In 405 O., a force of some 200 000 men under Radagaisus, appeared in Italy but were routed and their leader perished. After the Battle of Nedao and the defeat of the →Huns  in 456 the kingdom of the O. was established in Pannonia, as allies of Byzantium, in return for an annual tribute. Theodoric, the son of one of three Ostrogothic kings, later known as Theodoric the Great, spent ten years in Constantinople as a hostage to guarantee the peace with Ostrogoths. As an eighteen year old he returned to his people and after a victory over the Sarmatians was proclaimed king. Unable to sustain themselves in Pannonia where the Roman economic system had been destroyed the Goths were led by Theodoric on a several years’ trek across the Balkan Peninsula and in 488, with the permission from Emperor Zeno, made for Italy to settle there. After clashes with Odoacer and his murder, from 493 the Ostrogoths became rulers of Italy, Dalmatia and the Alpine region of today’s Austria and eastern Switzerland. The capital of the Ostrogoths acknowledged by Byzantium was Ravenna.

Theodoric the Great kept the Roman system of administration and made a series of useful alliances with the Germanic kingdoms of the →Franks , Thuringi, →Vandals  in Africa and the →Visigoths . The O. ruler respected Roman culture and had as a member of his court →Cassiodorus, senator and historian, author of the now lost history of the →Goths .

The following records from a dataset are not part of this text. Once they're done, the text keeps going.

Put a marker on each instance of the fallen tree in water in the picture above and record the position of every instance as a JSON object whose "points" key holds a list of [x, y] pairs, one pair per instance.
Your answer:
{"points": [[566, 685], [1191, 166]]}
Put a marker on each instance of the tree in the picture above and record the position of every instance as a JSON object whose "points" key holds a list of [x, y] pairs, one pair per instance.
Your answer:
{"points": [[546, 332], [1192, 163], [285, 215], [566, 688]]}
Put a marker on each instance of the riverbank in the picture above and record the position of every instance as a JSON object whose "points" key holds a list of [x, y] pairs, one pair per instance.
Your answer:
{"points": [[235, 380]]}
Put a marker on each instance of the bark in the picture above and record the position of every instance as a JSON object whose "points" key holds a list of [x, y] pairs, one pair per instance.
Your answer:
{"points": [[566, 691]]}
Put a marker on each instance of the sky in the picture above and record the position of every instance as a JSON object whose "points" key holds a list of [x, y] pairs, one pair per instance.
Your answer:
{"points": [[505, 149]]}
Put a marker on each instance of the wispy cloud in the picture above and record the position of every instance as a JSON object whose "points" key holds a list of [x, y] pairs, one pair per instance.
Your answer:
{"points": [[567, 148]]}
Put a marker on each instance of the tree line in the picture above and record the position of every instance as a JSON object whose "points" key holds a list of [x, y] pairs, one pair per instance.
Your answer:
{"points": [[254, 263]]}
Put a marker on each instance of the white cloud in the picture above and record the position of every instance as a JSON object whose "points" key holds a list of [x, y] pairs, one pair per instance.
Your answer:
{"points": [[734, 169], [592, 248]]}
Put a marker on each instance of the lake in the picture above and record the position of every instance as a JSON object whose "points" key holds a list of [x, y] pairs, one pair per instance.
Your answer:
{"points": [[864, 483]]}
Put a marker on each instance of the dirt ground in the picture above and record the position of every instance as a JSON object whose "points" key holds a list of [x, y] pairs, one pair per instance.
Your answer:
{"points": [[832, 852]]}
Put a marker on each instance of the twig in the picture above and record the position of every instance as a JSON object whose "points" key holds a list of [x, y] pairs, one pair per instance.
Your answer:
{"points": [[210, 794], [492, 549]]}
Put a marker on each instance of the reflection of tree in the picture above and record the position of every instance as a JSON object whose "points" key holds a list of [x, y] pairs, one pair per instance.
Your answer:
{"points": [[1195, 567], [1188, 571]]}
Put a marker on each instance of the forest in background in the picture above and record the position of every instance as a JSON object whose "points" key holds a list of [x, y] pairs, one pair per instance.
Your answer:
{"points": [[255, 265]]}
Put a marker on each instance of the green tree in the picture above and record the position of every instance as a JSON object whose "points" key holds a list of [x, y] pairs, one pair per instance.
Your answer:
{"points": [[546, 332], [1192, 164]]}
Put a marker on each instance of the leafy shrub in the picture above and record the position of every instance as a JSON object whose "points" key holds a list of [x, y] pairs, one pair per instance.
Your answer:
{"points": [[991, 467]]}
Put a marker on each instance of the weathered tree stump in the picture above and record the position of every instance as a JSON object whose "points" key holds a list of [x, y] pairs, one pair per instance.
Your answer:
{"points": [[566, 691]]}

After the death of Theodoric in 526 the system of alliances broke down and Emperor Justinian sent an army under Belisarius to take back Italy. After a year-long siege of Rome by the Goths they were defeated in 552 in the Battle of Busta Gallorum in the Apennines in which their last king, Totila, was slain. In 561 Verona, the last stronghold of the Goths, fell and Italy found itself for a brief time, until the coming of the Langobards in 568, under the rule of Rome of the East.

From Italy, especially its northern region, a small number of O. graves is known. In men’s graves traditionally there are no weapons and the female dress accessories follow the model which may be traced back to the Cherniakhiv Culture (fig. 1-3.). These rich female burials mostly date from the earliest phase of Ostrogothic presence in Italy and a part of them may even be linked to the Scirii of Odoacer. There is also a number of hoards of gold and silver ornaments, from Reggio Emilia, Desana and Domagnano (fig. 4.). Graves with very modest furnishings are an expression of steady Romanization of the O.